Background: The persistent and growing threat of flooding, sea-level rise, and stronger and more frequent storms is causing communities across the US to throw out its old flood prediction models, reset zoning and building codes, and broadly reconsider the risks and opportunities of its built environments. The near-term drivers of climate change are largely locked in. As such, the risks associated with climate change will likely intensify, providing an opportunity for the adaptation and resiliency sector across the value chain to grow rapidly, including an estimated $2 billion current annual spend in front-end consulting and project design alone. Established companies and innovative new firms in diverse sectors from mapping and risk modeling to rapidly deployable floodwalls and permeable pavements are well-positioned for growth, as demand for these services is increasingly legislated and appropriated at the federal, state, and local levels.
Our Rationale: The business case for pre-disaster adaptation and resiliency investment is strengthening around the US and across levels of government. Importantly, a strong federal commitment to action on climate change is not a prerequisite for growth in this space. This is fundamentally a state and local growth story, with cities and counties making up half of the total demand for these services.

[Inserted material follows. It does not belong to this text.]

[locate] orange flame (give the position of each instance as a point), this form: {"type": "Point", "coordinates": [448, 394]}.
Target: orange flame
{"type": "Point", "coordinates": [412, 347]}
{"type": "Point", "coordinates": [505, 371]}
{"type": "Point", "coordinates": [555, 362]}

Legislation is increasingly bipartisan, with meaningful efforts underway across the country, from Texas and Florida to California and New York.
Our Process: We conducted a rigorous review of the public record of existing and proposed regulation and legislation at the federal, state, and local levels. We combined this research with targeted conversations with relevant regulators, policymakers, and other stakeholders to assess investment risks and opportunities.
The Outcome: A couple of weeks after we published our research, House Democrats introduced a major infrastructure proposal for 2020 and their climate bill called the CLEAN Future Act. The draft included requirements for key areas of the economy to “bake in” considerations of adaptation and resiliency to extreme weather events, sea-level rise, and other climate-driven concerns. We expect to see additional legislative efforts at the federal, state, and local levels in the coming years.